Economie

Le web crée de la déflation

Slate.fr, mis à jour le 03.08.2011 à 15 h 33

Soldes à Tokyo Yuriko Nakao / Reuters

Soldes à Tokyo Yuriko Nakao / Reuters

Les transformations économiques nées du développement de l'internet n'ont pas que des effets bénéfiques. Bien sûr, selon le processus Schumpétérien de «destruction créatrice», les gains grâce au web en matière de coûts, d'efficacité et de productivité permettent de développer de nouvelles activités. Mais l'effet immédiat de l'internet est de créer de la déflation (les prix baissent et la valeur de la monnaie augmente). L'internet, c'est aujourd'hui Wal-Mart (géant américain controversé de la grande distribution et des prix bas) puissance cent.

C'est en tout cas ce qu'explique Byrne Hobart, spécialiste de l'investissement sur Internet, sur le blog de sa société de conseil Digital Due Diligence.

«Le business sur le web substitue des formes bon marchés à des formes chères de consommation en les rendant logistiquement plus facile à livrer et moins coûteuses à fabriquer. Plus le nombre d'activités qui basculent sur le web augmente, plus leur impact principal sur l'économie sera de faire baisser les prix et de diminuer les besoins d'emplois».

Il ne s'agit pas d'un thème vraiment nouveau. Il a déjà été en  partie abordé dans le livre The Great Stagnation (La Grande stagnation économique), écrit par Tyler Cowen, professeur d'économie de la Manson University et chroniqueur du New York Times.

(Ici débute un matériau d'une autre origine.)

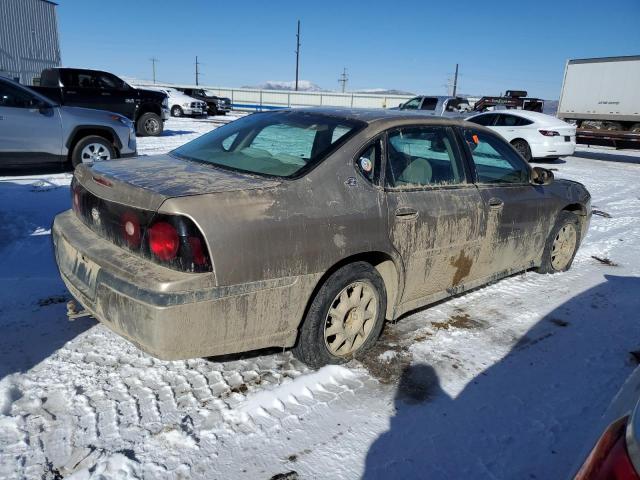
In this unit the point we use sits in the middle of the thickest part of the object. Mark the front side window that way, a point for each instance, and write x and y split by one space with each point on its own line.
412 104
109 82
494 160
15 97
281 144
422 156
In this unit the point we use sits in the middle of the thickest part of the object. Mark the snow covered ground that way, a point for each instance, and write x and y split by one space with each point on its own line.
504 382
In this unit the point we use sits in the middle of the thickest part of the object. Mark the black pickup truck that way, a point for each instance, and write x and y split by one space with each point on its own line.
215 105
99 90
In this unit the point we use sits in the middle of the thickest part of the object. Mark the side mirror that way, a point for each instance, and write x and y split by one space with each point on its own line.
541 176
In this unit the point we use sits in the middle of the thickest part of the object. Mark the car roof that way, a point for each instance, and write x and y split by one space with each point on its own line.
528 114
374 115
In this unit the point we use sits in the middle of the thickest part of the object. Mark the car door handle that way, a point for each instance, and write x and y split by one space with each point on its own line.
407 213
495 203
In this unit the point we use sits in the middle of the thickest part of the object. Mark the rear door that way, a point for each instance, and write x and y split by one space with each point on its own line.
29 134
517 211
115 95
434 217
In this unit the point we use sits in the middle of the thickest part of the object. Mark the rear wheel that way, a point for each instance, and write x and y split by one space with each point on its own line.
523 149
92 149
345 317
149 124
562 244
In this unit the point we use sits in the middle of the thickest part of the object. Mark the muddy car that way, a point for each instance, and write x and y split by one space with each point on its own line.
307 229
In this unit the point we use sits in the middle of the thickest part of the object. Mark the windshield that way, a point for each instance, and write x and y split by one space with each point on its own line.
281 144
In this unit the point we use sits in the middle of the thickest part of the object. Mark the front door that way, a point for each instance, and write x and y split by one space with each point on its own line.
516 210
29 133
435 219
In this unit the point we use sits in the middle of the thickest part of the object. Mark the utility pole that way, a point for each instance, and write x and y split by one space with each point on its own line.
343 79
297 54
153 63
455 82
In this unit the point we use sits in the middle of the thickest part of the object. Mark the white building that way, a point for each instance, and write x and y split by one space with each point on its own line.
29 39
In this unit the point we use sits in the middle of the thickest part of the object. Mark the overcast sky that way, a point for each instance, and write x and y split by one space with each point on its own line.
408 45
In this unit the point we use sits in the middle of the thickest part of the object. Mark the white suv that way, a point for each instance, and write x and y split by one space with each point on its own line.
181 105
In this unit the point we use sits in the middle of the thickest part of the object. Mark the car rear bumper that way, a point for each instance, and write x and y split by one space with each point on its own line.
553 149
170 314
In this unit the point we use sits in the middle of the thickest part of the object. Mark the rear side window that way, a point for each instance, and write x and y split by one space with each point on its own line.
505 120
422 156
285 141
429 103
15 97
282 144
494 160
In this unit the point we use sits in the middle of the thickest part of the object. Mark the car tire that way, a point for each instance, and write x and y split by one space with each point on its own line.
522 148
356 294
561 246
149 125
88 149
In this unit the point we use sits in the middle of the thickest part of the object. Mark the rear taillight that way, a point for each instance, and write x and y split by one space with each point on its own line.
176 242
609 459
549 133
164 241
131 229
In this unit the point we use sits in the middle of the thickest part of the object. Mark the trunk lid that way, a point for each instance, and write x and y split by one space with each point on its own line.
146 182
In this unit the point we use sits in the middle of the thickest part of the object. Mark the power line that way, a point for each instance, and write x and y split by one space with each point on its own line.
197 71
297 54
344 78
455 82
153 63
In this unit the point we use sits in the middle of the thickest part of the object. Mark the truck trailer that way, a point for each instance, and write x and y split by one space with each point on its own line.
602 97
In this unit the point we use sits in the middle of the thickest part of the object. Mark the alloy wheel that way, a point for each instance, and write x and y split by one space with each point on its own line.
563 247
351 318
95 152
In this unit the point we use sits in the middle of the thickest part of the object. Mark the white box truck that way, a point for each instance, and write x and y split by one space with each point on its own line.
602 94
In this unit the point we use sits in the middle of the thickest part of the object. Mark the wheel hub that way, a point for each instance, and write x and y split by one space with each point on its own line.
350 319
95 152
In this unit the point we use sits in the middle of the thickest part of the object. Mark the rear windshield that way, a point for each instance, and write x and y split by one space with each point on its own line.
281 144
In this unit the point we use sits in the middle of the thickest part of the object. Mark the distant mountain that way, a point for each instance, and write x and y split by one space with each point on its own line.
384 91
303 86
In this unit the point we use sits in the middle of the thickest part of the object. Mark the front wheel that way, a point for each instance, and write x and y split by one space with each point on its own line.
523 149
345 317
562 244
149 124
92 149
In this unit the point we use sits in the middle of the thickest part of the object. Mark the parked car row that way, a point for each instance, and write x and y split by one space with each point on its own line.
74 87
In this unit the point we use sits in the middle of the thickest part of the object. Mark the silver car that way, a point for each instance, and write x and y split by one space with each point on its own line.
36 131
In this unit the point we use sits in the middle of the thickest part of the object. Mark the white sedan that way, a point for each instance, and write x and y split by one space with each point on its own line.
532 134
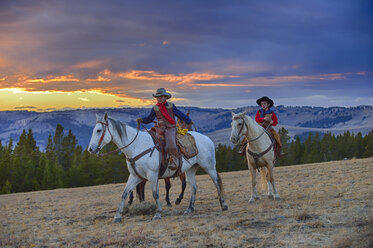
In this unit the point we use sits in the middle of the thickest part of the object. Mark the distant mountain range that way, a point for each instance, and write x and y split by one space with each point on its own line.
213 122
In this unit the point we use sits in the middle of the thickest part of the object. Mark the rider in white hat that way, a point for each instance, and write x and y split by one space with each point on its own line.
165 113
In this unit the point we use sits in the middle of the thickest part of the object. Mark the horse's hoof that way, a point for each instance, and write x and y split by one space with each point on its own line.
188 211
117 219
157 216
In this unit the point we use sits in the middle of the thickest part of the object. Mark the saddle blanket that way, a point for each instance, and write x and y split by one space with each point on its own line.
187 145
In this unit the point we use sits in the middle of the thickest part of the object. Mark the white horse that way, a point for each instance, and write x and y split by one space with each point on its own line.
133 142
259 152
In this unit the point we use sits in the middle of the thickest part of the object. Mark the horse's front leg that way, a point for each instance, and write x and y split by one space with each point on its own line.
272 180
254 194
168 187
155 190
183 186
130 185
191 174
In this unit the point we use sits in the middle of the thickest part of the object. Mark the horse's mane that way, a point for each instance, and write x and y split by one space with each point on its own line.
120 127
250 121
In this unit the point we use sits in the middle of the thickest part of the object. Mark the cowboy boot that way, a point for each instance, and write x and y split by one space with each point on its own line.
280 153
172 162
242 149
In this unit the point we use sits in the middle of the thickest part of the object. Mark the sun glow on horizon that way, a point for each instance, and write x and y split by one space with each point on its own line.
21 99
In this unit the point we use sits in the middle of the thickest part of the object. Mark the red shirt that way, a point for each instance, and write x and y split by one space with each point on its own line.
260 119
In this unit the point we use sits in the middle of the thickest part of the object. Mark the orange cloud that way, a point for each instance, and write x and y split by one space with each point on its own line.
179 79
90 64
68 78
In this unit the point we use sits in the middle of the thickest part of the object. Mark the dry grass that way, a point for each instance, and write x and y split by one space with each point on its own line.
323 205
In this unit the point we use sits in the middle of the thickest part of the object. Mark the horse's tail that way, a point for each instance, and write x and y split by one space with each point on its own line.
220 185
263 178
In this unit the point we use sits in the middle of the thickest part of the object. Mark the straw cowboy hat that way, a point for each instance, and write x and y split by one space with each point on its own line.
162 92
265 98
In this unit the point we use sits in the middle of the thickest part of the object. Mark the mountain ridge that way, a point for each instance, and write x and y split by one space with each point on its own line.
214 122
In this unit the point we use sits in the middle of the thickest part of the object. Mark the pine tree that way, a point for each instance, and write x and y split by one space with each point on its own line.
57 141
67 150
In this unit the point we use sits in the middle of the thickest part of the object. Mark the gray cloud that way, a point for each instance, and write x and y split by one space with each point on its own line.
248 39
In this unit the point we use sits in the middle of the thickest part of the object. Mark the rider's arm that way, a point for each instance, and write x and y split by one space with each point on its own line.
274 119
181 115
258 118
149 118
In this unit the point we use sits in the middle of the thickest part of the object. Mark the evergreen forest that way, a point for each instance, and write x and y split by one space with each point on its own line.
65 164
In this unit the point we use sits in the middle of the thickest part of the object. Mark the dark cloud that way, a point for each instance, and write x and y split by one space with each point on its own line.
247 39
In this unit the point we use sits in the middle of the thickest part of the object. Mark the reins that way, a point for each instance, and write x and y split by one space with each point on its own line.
131 160
256 156
106 124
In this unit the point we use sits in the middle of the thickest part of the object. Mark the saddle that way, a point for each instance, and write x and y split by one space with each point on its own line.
186 147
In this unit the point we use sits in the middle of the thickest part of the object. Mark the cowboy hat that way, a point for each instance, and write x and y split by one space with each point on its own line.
265 98
162 92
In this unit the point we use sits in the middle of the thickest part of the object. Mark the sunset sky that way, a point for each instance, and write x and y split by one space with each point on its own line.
226 54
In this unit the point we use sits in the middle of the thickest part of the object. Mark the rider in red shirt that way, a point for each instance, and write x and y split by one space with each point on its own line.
268 119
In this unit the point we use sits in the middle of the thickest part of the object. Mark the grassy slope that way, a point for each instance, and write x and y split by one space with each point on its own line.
323 205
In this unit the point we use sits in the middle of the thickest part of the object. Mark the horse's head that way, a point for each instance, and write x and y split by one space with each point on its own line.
239 126
101 134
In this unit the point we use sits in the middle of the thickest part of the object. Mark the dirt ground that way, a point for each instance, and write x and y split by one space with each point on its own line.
322 205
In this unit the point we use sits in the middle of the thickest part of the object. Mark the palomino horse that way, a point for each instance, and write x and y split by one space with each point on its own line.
140 190
143 160
259 151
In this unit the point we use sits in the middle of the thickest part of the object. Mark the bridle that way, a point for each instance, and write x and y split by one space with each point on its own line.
244 124
106 125
256 156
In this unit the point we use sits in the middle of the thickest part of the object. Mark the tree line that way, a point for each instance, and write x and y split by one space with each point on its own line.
65 164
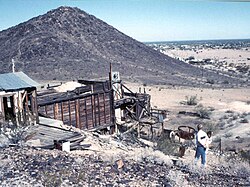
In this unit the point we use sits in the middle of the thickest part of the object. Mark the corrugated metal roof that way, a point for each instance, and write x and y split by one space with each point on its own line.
16 81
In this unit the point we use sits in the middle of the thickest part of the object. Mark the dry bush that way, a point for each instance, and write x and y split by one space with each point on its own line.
168 147
13 132
192 100
203 112
228 135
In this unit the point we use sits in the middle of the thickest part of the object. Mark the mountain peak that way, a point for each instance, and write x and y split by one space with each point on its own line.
68 43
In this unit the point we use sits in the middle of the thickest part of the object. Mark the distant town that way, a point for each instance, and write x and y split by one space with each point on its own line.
230 56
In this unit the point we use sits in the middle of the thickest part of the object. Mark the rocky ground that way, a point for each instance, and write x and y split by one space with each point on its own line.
114 161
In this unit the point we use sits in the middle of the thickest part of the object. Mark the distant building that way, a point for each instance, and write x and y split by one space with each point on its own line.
18 102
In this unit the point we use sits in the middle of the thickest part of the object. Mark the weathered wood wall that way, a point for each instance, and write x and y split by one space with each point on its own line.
87 111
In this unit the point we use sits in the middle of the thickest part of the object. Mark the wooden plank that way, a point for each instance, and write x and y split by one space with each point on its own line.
86 114
69 113
98 103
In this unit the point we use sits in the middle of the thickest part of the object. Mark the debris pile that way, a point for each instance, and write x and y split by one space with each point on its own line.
111 161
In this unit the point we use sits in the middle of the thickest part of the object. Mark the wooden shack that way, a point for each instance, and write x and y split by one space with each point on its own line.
18 98
86 107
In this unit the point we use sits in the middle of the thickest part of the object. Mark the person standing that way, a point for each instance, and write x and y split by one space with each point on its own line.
201 143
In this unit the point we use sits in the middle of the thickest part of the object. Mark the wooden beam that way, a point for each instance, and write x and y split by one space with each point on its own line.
62 112
99 115
69 113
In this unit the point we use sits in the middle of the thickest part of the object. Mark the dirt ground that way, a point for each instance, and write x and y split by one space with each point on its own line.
229 116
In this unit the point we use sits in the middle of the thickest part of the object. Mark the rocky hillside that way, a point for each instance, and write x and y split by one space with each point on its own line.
67 43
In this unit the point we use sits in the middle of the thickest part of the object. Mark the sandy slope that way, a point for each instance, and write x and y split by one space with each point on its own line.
228 55
230 107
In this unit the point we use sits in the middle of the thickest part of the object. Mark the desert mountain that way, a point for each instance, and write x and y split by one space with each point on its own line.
67 43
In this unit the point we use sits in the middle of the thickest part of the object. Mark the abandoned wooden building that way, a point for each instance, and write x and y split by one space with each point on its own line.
93 105
18 98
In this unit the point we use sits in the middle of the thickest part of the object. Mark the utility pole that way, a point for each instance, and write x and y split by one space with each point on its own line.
13 65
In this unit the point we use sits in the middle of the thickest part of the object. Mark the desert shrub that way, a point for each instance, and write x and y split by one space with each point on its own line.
210 126
167 147
203 112
13 132
192 100
245 155
217 140
228 135
225 82
244 120
210 81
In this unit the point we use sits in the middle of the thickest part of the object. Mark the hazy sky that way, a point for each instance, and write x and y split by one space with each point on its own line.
147 20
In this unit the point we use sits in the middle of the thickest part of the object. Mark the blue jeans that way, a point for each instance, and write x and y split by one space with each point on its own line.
201 151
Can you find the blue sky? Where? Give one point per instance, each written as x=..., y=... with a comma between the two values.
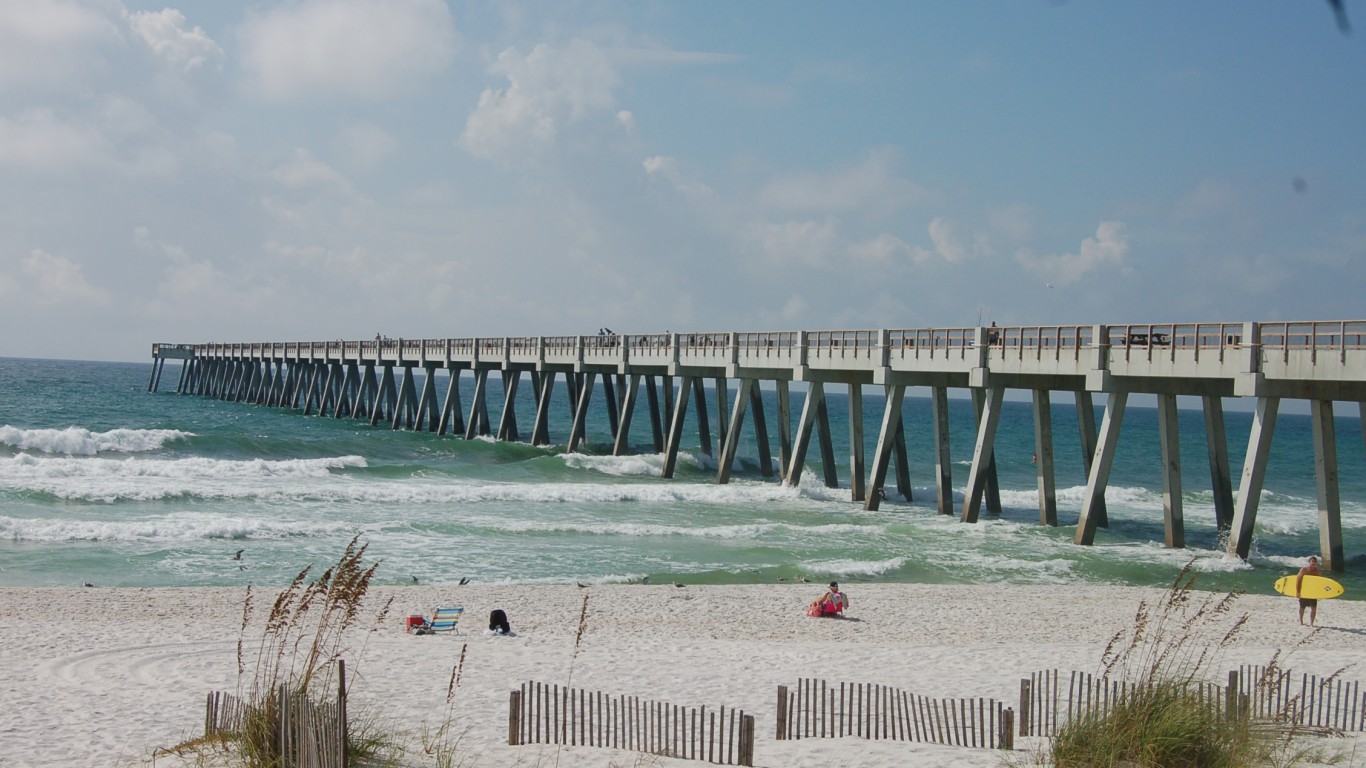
x=335, y=168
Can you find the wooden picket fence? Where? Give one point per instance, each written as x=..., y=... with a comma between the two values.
x=1051, y=698
x=305, y=734
x=1303, y=700
x=820, y=709
x=552, y=714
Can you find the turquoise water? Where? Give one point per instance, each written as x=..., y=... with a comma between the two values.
x=104, y=483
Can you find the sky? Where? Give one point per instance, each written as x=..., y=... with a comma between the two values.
x=204, y=171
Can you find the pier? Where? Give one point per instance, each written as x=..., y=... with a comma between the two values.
x=1321, y=361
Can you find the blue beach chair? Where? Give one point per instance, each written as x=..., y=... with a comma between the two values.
x=443, y=619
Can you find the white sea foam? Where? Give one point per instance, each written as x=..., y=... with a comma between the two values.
x=317, y=480
x=855, y=569
x=78, y=442
x=167, y=529
x=641, y=465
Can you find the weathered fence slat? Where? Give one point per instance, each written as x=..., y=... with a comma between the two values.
x=552, y=714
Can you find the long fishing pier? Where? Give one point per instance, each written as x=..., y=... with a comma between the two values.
x=1320, y=361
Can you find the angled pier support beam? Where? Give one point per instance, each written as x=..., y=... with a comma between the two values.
x=704, y=431
x=1098, y=474
x=1216, y=443
x=885, y=439
x=630, y=392
x=614, y=412
x=1329, y=496
x=451, y=409
x=428, y=409
x=993, y=485
x=732, y=437
x=541, y=432
x=310, y=390
x=721, y=407
x=943, y=459
x=652, y=396
x=1086, y=424
x=1044, y=458
x=676, y=421
x=581, y=413
x=761, y=431
x=977, y=476
x=827, y=443
x=857, y=488
x=478, y=422
x=1254, y=473
x=507, y=422
x=813, y=418
x=385, y=399
x=406, y=407
x=784, y=428
x=1168, y=433
x=902, y=462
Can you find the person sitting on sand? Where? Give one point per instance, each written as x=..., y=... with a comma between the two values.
x=832, y=603
x=1312, y=569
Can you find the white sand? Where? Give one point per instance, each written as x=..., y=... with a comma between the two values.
x=103, y=677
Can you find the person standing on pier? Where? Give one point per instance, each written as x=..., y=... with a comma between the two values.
x=1312, y=569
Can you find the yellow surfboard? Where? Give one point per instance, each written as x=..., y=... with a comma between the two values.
x=1316, y=588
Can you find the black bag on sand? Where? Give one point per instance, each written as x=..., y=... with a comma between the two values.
x=499, y=622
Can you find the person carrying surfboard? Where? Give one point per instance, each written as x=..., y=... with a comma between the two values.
x=1312, y=569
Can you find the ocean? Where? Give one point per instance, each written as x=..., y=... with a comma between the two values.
x=104, y=483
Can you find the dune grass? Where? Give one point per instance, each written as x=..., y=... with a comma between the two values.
x=1163, y=720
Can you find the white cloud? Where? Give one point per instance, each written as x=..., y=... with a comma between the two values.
x=948, y=242
x=869, y=186
x=302, y=170
x=1107, y=249
x=365, y=146
x=346, y=48
x=55, y=280
x=667, y=168
x=883, y=250
x=47, y=43
x=40, y=140
x=1209, y=198
x=165, y=34
x=810, y=243
x=548, y=89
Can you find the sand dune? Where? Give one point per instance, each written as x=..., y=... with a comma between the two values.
x=103, y=677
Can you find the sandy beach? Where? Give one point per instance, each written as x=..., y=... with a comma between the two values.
x=105, y=677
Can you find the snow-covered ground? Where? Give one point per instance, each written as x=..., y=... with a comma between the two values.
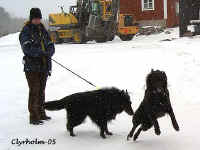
x=121, y=64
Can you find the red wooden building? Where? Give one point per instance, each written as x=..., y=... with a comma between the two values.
x=152, y=12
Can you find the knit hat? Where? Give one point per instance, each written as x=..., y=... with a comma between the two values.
x=35, y=13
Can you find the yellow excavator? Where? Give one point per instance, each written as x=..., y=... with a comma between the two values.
x=98, y=20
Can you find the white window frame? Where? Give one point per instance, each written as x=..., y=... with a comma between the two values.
x=145, y=9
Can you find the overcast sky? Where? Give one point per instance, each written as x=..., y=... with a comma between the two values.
x=21, y=8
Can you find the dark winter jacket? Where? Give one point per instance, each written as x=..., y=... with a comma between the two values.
x=37, y=48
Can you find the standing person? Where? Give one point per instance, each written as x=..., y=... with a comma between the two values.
x=38, y=50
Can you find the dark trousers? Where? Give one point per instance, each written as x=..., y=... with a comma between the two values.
x=37, y=83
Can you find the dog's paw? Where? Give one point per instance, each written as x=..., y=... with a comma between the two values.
x=72, y=135
x=128, y=137
x=103, y=136
x=135, y=138
x=176, y=128
x=157, y=132
x=109, y=133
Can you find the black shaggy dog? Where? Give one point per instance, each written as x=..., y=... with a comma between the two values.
x=156, y=104
x=101, y=106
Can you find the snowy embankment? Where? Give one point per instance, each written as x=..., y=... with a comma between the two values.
x=121, y=64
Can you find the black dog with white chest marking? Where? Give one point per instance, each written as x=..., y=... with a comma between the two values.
x=156, y=104
x=101, y=106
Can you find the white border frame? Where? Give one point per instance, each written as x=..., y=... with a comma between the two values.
x=145, y=9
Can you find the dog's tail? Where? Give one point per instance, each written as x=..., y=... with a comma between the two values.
x=55, y=105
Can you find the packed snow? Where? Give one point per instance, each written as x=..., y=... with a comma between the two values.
x=117, y=63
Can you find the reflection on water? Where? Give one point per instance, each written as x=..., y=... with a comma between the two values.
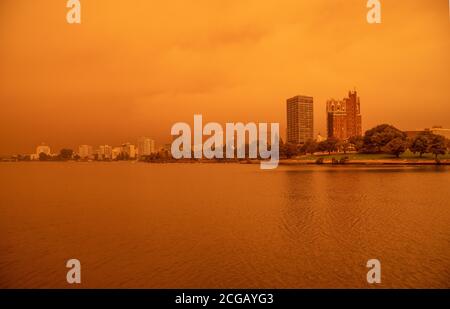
x=223, y=225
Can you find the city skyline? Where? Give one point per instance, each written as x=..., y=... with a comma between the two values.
x=116, y=86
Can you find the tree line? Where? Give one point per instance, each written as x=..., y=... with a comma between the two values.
x=383, y=138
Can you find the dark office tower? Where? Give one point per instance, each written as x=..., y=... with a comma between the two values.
x=344, y=117
x=300, y=122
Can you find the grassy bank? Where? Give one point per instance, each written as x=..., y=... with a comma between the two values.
x=367, y=157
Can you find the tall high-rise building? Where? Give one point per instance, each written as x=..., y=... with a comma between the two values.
x=45, y=149
x=145, y=146
x=104, y=152
x=129, y=150
x=300, y=121
x=344, y=117
x=85, y=152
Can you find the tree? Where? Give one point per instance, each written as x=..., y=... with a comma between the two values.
x=376, y=138
x=420, y=143
x=437, y=145
x=328, y=145
x=43, y=157
x=397, y=146
x=290, y=150
x=66, y=154
x=310, y=146
x=344, y=146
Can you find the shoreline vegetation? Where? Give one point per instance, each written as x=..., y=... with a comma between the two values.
x=337, y=159
x=381, y=145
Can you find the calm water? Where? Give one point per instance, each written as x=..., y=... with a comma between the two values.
x=216, y=226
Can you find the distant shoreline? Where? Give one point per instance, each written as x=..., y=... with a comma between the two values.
x=285, y=162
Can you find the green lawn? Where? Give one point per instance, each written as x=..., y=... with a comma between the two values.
x=359, y=156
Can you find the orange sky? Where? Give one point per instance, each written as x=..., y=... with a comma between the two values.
x=135, y=67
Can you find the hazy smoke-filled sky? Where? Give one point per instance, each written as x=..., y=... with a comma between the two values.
x=134, y=68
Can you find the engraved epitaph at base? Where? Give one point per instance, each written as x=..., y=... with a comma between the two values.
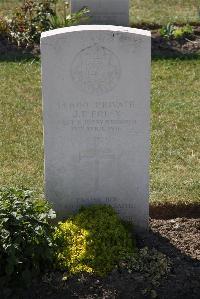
x=96, y=98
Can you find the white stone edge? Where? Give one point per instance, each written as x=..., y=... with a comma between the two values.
x=80, y=28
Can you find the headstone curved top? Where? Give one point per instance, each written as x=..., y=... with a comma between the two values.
x=104, y=12
x=96, y=97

La thèse principale de Tyler Cowen, expliquée par le site libéral américain Reason.com, est celle d'un recul de l'innovation et de la productivité depuis les années 1970. La productivité du travail n'a cessé de baisser dans des activités clés comme l'éducation, l'administration et la santé et a entraîné avec elle l'ensemble de l'économie. Les progrès dans l'industrie et les technologies n'ont pas été suffisants pour compenser. Illustration: le revenu moyen d'une famille américaine a doublé entre 1945 et 1973, a progressé ensuite de seulement 22% entre 1973 et 2004 et a même baissé depuis avec la crise économique.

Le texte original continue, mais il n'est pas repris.